We’ve all had the unfortunate surprise of finding some mold in our homes. The undesirable black and greenish spots, usually seen in dark, damp corners, may seem harmless at first, but they pose a major problem for buildings and their occupants. Mainly because we know that their tendency is to spread more and more, contaminating other materials and surfaces, causing a characteristic odor and polluting the air.

How is it possible to control it and, mainly, to prevent them from arising through the house?

Mold is a type of fungus and is present almost everywhere, including the air. There are a multitude of species. When the term “black mold” is used, we are generally talking about the so-called “black mold”. Stachybotrys chartarum.

There are other very common species, such as Alternaria, Aureobasidium, and Chaetomium. It is important to keep in mind that while moisture concentration is the fungus in its initial stage, more superficial and easier to eliminate, mold corresponds to its advanced stage, with rooted black spots and more difficult to eliminate.

Fungi reproduce through their spores and thrive on damp, cellulose-rich surfaces such as fiberboard, wood and drywall. In places with small leaks, mold may also appear.

Black mold is toxigenic, that is, it releases mycotoxins that can be extremely harmful to home occupants. Of course, some people are more sensitive to mold spores than others, and may develop respiratory symptoms after inhaling a small amount of spores. But an environment with a high concentration of mycotoxins can cause fungal poisoning, even in healthy individuals, depending on their concentration level, the amount of time in exposure to them and other factors.

For infants and children, mold exposure is even more harmful. One study showed that children exposed to mold may be more likely to develop asthma.

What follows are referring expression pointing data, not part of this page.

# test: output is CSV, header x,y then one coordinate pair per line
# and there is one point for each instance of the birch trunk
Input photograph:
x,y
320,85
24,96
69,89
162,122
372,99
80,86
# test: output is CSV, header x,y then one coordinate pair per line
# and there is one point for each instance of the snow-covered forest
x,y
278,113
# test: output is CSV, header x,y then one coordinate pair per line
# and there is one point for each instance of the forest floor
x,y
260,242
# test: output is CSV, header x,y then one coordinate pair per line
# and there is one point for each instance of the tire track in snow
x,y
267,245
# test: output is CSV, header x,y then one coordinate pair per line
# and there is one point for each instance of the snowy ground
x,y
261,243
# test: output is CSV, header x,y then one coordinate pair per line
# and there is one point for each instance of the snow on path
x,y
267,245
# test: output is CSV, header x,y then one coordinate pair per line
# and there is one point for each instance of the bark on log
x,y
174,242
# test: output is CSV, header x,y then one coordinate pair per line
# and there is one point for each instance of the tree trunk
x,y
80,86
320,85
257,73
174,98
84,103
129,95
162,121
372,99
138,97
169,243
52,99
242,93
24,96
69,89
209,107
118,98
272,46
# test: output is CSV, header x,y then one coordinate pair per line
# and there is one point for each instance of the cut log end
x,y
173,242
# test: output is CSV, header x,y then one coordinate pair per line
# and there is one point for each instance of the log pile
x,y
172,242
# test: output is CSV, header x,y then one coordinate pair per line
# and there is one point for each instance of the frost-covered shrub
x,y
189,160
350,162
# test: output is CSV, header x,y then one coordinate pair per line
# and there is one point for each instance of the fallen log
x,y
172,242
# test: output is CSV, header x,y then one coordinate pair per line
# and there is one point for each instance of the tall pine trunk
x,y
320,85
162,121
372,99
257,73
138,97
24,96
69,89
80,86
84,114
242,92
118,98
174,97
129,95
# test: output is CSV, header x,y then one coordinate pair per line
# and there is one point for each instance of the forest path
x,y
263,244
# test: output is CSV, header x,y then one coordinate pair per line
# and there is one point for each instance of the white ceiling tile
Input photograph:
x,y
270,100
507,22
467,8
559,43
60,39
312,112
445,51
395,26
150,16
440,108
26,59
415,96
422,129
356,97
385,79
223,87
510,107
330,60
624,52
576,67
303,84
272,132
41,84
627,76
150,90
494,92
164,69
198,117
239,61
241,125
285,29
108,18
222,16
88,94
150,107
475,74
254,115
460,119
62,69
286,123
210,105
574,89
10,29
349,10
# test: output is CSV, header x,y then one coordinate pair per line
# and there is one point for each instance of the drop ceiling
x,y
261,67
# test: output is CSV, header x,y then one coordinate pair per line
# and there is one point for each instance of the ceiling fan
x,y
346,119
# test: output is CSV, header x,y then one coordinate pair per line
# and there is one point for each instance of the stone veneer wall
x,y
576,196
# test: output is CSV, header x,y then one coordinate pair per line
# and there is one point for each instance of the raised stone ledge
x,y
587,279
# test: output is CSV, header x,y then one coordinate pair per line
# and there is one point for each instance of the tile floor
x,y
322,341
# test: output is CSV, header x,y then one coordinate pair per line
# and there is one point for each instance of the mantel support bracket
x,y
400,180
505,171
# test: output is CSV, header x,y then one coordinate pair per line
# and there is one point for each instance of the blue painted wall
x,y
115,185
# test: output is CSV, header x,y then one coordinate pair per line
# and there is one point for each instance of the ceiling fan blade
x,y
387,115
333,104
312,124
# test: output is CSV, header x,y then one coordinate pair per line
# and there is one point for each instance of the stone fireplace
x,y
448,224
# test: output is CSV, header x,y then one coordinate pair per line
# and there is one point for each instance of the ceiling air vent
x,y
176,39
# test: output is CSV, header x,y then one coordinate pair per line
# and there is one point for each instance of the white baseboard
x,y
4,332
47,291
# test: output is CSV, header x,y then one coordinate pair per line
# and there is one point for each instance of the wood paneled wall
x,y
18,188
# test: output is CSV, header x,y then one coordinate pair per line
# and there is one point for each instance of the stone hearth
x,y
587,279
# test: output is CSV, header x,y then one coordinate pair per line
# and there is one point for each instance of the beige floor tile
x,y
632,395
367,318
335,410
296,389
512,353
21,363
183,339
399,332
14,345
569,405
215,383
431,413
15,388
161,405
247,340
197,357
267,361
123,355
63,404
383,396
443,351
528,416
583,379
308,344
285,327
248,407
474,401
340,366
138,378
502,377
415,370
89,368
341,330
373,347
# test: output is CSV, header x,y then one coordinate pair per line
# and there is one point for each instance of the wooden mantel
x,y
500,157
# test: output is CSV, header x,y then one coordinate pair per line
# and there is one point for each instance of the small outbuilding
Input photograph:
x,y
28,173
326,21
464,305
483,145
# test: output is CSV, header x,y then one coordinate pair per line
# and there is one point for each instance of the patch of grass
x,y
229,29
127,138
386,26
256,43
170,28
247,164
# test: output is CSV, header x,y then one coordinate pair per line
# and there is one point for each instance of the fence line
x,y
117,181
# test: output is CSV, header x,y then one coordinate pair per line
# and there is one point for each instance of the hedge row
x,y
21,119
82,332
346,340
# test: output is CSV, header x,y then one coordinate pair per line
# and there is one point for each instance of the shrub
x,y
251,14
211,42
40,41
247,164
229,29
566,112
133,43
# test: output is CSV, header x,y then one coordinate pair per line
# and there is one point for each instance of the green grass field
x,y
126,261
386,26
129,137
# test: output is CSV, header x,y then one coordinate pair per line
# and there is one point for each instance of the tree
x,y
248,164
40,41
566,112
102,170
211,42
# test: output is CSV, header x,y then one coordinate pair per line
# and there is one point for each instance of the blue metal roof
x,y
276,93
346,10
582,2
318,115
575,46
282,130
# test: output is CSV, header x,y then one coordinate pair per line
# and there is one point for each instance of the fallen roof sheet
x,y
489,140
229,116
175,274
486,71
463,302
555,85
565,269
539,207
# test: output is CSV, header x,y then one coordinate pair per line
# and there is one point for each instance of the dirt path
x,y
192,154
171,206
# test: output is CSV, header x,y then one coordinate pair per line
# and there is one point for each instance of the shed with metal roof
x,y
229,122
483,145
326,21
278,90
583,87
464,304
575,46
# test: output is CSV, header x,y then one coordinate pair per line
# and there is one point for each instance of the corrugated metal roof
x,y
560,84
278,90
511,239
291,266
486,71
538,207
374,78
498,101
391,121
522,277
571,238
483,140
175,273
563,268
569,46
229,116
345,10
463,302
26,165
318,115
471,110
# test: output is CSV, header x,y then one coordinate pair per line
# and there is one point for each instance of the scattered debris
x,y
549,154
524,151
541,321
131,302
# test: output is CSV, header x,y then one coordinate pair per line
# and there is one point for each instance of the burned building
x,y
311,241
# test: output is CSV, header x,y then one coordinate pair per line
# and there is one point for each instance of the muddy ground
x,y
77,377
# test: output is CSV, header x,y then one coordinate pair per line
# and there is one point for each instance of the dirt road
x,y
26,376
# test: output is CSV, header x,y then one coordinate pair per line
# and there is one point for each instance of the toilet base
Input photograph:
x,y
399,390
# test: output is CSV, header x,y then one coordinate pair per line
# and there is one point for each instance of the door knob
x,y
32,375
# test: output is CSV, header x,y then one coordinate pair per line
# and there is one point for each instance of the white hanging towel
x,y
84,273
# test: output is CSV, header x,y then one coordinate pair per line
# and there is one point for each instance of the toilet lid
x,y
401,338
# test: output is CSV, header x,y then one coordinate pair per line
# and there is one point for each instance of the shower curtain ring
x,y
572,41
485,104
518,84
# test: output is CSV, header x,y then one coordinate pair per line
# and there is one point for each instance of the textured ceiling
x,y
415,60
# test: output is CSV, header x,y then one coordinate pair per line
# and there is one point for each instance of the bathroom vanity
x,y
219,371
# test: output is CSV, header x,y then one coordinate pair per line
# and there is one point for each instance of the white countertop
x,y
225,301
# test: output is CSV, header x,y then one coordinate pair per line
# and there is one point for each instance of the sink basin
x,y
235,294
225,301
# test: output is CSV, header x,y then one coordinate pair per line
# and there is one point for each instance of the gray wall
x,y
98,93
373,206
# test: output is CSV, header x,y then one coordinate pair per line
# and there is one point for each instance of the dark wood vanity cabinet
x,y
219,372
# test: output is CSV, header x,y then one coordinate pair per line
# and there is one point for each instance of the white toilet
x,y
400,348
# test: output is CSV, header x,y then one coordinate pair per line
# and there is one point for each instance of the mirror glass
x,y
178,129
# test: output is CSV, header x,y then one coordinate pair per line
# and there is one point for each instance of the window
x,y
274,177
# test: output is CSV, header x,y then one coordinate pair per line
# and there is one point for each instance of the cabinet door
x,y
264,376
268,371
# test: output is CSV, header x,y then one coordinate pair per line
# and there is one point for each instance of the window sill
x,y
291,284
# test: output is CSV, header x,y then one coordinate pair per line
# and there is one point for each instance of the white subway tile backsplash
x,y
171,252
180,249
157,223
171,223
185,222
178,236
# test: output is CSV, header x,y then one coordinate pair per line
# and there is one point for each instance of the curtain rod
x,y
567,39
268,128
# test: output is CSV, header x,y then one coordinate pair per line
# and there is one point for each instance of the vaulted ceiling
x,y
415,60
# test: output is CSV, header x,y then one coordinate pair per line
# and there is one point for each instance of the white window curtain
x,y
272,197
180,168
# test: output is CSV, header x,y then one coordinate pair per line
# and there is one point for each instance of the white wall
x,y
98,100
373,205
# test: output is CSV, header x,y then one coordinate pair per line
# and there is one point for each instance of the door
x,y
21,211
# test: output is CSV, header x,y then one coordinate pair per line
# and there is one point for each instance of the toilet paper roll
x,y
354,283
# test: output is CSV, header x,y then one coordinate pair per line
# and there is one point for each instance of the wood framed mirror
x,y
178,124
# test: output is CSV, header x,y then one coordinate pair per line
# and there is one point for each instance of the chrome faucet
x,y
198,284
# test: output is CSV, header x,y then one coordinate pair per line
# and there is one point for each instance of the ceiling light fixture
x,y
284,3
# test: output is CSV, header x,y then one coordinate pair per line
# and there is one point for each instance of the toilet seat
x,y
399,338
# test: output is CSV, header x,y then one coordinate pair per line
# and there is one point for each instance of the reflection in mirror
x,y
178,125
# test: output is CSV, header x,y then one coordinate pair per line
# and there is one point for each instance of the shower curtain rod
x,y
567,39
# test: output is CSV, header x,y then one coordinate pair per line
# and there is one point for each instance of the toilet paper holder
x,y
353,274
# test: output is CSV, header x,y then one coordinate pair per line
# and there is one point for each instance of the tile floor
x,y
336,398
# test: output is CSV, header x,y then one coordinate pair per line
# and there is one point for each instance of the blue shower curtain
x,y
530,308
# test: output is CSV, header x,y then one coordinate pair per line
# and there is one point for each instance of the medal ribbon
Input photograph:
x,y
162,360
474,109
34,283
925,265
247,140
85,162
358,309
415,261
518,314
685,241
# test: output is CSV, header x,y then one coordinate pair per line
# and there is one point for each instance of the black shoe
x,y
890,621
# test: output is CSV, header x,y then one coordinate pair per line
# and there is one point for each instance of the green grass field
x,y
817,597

As aRRchitects, our duty is to develop projects that make the occupants’ lives as healthy as possible. Therefore, it is no exaggeration to take special care with roof and wall waterproofing, making sure to specify the right products. Precise details and monitoring during the construction process are vital to certify the waterproofing of structures. In addition, it is important to consider that abundant sunlight and adequate ventilation are the easiest, cheapest and (usually) most effective ways to control indoor humidity. Analyzing and proposing appropriate solutions for sunlight and natural ventilation, and developing passive strategies, may be the smartest measures in most cases, especially when the building is not located in areas with humid climates.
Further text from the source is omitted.